There are a few things that we can learn from this. One is that the vertical asymptote is #0=x-6#, or #x=6#.We know this because an asymptote is a value that the function can get very very close to but can never equal. The reason why is that that value will make the equation divide by zero, which can never happen. Because #6# is the value that makes #x=0#, #x# can never equal that.
Another thing that we can learn is the horizontal asymptote. Now, when the "power" or exponents are equal, like right now, then the horizontal asymptote is equal to the ratio of the coefficients, which in this case is #1/1#, or just #1#. If there is a higher power on bottom than on top then the horizontal asymptote is #y=0#. In the cases where the numerator is higher than the denominator, then there is no asymptote.

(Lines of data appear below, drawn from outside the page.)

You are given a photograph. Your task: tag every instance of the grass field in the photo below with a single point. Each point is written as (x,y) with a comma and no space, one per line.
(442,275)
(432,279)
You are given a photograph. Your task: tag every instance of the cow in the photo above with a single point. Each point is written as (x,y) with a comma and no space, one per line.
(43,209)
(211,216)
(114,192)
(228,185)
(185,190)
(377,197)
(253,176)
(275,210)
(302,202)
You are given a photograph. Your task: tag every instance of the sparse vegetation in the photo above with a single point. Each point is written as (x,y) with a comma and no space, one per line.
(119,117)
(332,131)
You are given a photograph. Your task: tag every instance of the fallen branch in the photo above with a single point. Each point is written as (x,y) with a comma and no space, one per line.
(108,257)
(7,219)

The only time that there is an oblique (slant) asymptote is when the numerator is a higher power than the denominator, which does not occur in this case.
So, the vertical asymptote is #x=6#, the horizontal asymptote is #y=1#, and there is no oblique asymptote, and there's a hole at #x=-6#. Let's graph the equation and see if we're right.
graph{(x^2+3x-18)/(x^2-36)}
And we were! Nice job!